Dans le même ordre d’idées, Singapour, au nom de l’AOSIS, a rappelé qu’il était important d’avoir un membre du bureau provenant des PEID pour répondre à leurs besoins spécifiques, tel que précisé dans l’Accord. Pour favoriser la participation des PEID, le Bangladesh a proposé d’inclure des mécanismes consultatifs. Réclamant une représentation des pays en développement, la République islamique d’Iran a abondé en ce sens et suggéré de nommer deux représentants pour chaque groupe régional représenté à l’ONU. Appuyant cet objectif, la Türkiye a également estimé que les cinq régions doivent être représentées de manière équitable.
Se posant en gardienne des dispositions de la Convention des Nations Unies sur le droit de la mer comme à son habitude, la Fédération de Russie a rappelé que les décisions de la COP ne devront, en aucun cas, préjuger du statut juridique des mesures prises dans le cadre d’autres instances. Pour la déléguée russe, les zones protégées doivent être définies avec l’accord des pays signataires mais également, et -c’est là une « question vitale »- des États parties à la Convention, et il est nécessaire de prévoir des contre-dispositions pour préserver les droits des utilisateurs dans ces zones. Faisant écho à la position russe, la Chine a rappelé que les décisions prises dans le cadre de l’Accord BBNJ doivent effectivement refléter les intérêts de tous les pays.
C’est également dans cette optique que le libellé « jusqu’à ce que tous les efforts pour parvenir à un consensus aient été épuisés » a retenu l’attention des délégations lors des discussions sur les modalités de vote. Afin de s’assurer que tous les efforts ont été déployés pour parvenir au consensus, il faudrait déterminer des indicateurs et donc établir un seuil élevé pour le quorum, a expliqué la Chine, appuyée par le Japon. Un avis que la Micronésie, au nom des PEID du Pacifique, n’a pas partagé, préférant une majorité simple à un quorum trop élevé. Pour l’UE, les étapes pour arriver au consensus sont pourtant bien définies dans l’Accord, un avis que n’a pas partagé pas l’Arabie saoudite. « De toute façon, ce sera la COP qui décidera si le consensus a été épuisé », a fait valoir le délégué micronésien.

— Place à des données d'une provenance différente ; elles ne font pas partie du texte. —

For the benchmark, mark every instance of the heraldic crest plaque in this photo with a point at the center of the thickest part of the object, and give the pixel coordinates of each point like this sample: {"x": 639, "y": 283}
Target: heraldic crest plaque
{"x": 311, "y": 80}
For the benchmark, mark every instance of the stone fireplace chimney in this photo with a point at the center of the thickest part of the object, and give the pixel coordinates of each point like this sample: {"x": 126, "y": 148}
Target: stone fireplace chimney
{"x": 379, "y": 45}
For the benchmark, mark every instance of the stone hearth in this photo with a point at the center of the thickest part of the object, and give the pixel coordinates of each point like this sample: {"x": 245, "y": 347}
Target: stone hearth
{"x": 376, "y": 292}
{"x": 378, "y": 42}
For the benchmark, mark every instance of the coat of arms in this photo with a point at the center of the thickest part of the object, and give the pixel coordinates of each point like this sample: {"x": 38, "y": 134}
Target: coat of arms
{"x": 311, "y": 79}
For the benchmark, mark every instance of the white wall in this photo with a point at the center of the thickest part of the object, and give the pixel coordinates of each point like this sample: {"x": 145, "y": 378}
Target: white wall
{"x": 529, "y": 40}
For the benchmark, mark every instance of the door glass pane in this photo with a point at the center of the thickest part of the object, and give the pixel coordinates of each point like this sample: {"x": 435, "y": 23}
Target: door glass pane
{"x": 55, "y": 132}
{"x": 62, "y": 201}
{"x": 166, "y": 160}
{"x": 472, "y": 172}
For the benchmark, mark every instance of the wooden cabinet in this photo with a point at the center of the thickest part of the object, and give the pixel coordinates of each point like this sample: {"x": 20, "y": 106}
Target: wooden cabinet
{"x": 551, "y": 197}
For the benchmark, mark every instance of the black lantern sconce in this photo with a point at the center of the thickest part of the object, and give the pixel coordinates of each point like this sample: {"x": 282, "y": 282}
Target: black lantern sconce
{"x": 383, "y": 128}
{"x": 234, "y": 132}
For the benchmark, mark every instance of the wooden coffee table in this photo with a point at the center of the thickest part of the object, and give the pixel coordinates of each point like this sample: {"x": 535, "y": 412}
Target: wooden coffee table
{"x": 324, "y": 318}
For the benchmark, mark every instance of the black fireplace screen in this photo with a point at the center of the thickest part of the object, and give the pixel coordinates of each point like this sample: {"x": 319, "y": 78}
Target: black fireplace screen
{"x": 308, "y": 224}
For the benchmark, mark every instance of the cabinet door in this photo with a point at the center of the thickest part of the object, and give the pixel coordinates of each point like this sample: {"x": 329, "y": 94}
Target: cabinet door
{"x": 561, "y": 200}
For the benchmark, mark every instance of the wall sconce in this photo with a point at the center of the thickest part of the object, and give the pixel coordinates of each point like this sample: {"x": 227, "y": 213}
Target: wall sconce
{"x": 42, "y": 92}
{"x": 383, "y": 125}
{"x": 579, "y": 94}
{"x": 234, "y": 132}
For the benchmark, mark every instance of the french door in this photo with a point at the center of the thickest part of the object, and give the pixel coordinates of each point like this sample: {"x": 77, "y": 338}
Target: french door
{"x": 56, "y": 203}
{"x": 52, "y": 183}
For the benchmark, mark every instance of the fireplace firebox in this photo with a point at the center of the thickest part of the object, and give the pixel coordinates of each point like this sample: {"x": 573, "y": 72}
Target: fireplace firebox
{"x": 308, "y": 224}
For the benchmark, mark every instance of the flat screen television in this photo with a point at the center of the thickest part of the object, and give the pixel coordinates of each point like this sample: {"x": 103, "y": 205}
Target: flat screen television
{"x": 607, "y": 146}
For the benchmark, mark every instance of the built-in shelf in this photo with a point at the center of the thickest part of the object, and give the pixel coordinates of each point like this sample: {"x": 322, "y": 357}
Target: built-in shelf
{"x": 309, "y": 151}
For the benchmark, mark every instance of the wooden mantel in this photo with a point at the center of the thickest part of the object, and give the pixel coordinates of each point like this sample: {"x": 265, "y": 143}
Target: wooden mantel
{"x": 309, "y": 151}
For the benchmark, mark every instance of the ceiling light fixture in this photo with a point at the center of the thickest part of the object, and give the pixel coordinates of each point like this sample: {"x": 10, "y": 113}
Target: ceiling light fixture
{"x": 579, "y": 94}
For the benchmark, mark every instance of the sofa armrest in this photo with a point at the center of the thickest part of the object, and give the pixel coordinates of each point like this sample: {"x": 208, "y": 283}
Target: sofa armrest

Débattant sur le seuil à atteindre pour les décisions et les amendements, le Maroc, au nom du Groupe des États d’Afrique, et la Türkiye ont suggéré un seuil des deux tiers pour garantir « la légitimité du processus », une option retenue également par le Japon qui pourrait « même accepter un seuil des trois quarts ». Pour d’autres délégations, tout dépend du type de décision. Selon la déléguée chinoise, il ne peut y avoir d’outil de gestion qui ne soit créé par consensus. D’après la Micronésie, au nom des PEID du Pacifique, toutes les parties prenantes de la Convention sur le droit de la mer devraient être associées à la création d’outils de gestion mais « cela ne veut pas dire qu’on ne doive pas essayer de dégager un consensus ».
L’Argentine, au nom du CLAM, a, quant à elle, relevé l’absence de dispositions sur le droit au vote par procuration. Le vote par procuration est « contraire aux principes de la Charte de l’ONU », a objecté la Russie, souhaitant éviter tout précédent allant à l’encontre des pratiques onusiennes. « Il n’existe pas de règles formelles pour le vote par procuration dans ce contexte », a répliqué le Royaume-Uni. L’Accord est un « jalon pour le multilatéralisme et l’inclusivité en est un principe clef », a tranché l’Islande, faisant remarquer que le vote par procuration soutiendrait toute disposition allant en ce sens.